O setor agropecuário aquecendo a economia do Estado, com geração de emprego e renda e, principalmente, promovendo a fixação do homem no campo, com alta produtividade e qualidade de vida, através da agroindustrialização. Este foi o desafio apresentado pelo secretário estadual da agricultura, engenheiro agrônomo, Eduardo Salles, durante palestra realizada no XXVII Encontro das Entidades de Economistas do Nordeste (ENE), que este ano aconteceu na capital baiana.
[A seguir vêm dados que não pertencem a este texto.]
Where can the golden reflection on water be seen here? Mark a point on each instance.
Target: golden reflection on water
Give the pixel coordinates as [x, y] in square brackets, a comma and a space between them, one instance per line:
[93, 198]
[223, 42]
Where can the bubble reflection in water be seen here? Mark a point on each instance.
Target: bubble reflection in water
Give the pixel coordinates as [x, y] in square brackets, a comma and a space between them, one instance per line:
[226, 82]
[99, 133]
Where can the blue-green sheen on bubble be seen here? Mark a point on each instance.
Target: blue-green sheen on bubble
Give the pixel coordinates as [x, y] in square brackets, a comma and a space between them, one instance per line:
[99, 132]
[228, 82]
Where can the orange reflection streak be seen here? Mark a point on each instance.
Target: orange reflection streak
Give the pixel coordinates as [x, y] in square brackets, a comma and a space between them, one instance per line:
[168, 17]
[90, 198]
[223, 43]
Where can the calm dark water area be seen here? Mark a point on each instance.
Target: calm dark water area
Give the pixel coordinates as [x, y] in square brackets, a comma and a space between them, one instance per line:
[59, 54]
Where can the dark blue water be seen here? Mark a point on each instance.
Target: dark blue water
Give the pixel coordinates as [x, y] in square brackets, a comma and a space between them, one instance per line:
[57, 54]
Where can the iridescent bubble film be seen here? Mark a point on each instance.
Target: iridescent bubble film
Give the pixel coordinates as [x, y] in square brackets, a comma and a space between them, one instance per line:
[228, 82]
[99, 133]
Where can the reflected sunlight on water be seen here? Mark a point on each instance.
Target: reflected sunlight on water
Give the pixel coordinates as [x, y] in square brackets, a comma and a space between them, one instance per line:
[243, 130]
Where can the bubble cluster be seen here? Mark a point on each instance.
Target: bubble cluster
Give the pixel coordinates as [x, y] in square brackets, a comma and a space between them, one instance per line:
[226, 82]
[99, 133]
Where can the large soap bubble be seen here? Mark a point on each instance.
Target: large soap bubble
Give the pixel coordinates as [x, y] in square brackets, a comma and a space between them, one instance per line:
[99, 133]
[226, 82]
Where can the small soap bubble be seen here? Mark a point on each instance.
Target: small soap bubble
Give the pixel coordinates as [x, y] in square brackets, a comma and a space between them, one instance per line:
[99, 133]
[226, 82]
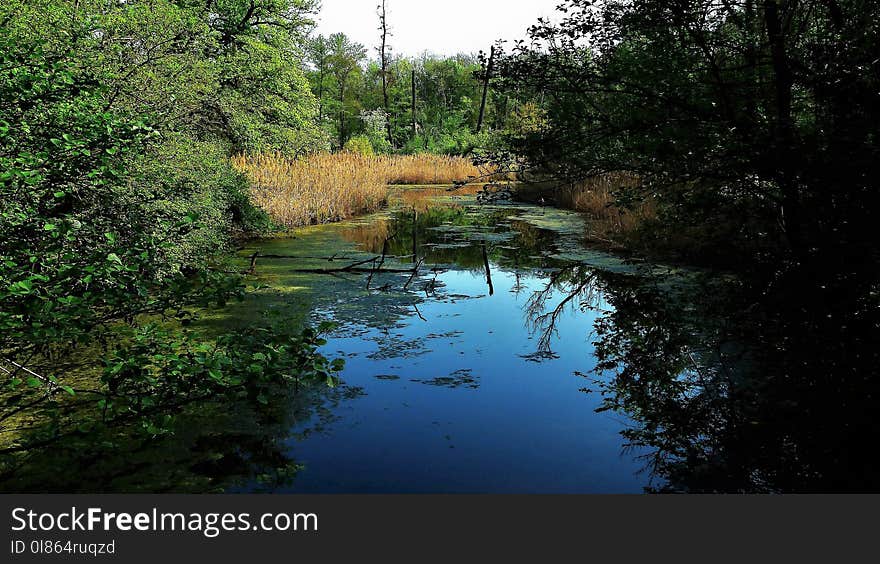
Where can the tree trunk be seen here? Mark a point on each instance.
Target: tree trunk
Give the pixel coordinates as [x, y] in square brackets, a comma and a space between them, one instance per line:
[786, 166]
[489, 69]
[384, 55]
[415, 127]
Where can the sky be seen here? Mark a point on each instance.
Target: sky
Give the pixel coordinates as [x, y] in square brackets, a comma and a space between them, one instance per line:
[442, 27]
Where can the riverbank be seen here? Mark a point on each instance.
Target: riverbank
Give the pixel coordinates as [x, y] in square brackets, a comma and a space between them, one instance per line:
[326, 188]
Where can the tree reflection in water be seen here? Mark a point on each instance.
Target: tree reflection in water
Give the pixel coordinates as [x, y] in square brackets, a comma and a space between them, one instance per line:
[733, 392]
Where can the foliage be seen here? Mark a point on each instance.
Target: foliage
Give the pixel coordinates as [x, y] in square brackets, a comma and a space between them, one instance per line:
[118, 197]
[447, 92]
[735, 117]
[360, 144]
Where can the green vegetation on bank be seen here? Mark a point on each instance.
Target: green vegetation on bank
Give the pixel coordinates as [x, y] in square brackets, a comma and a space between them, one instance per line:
[118, 200]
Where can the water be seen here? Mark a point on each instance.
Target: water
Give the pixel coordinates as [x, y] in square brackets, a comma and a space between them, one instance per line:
[457, 391]
[494, 351]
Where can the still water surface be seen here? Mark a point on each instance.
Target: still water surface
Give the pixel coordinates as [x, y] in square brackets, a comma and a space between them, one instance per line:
[457, 390]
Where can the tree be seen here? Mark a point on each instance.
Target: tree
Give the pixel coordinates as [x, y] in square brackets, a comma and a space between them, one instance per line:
[732, 115]
[345, 60]
[384, 51]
O evento, organizado pelo Conselho Regional de Economia da Bahia (Corecon-BA) no auditório da Federação da Indústria do Estado da Bahia (Fieb), trouxe para o centro das discussões a “Região Nordeste como expoente de crescimento econômico”.

Demonstrando as potencialidades da agropecuária para o crescimento econômico nos estados da região do Nordeste, o secretário explicou a agroindustrialização na Bahia como um elemento de sustentabilidade, agregando valor ao produto e gerando emprego e renda. “Agroindustrializar o Estado é uma das metas do governo Wagner”, disse ele, afirmando que “produzimos matéria-prima de qualidade e com regularidade em diversas culturas, como o algodão, laranja e guaraná. Então, não é justo que esses produtos sejam apenas exportados por não termos grandes indústrias na Bahia”.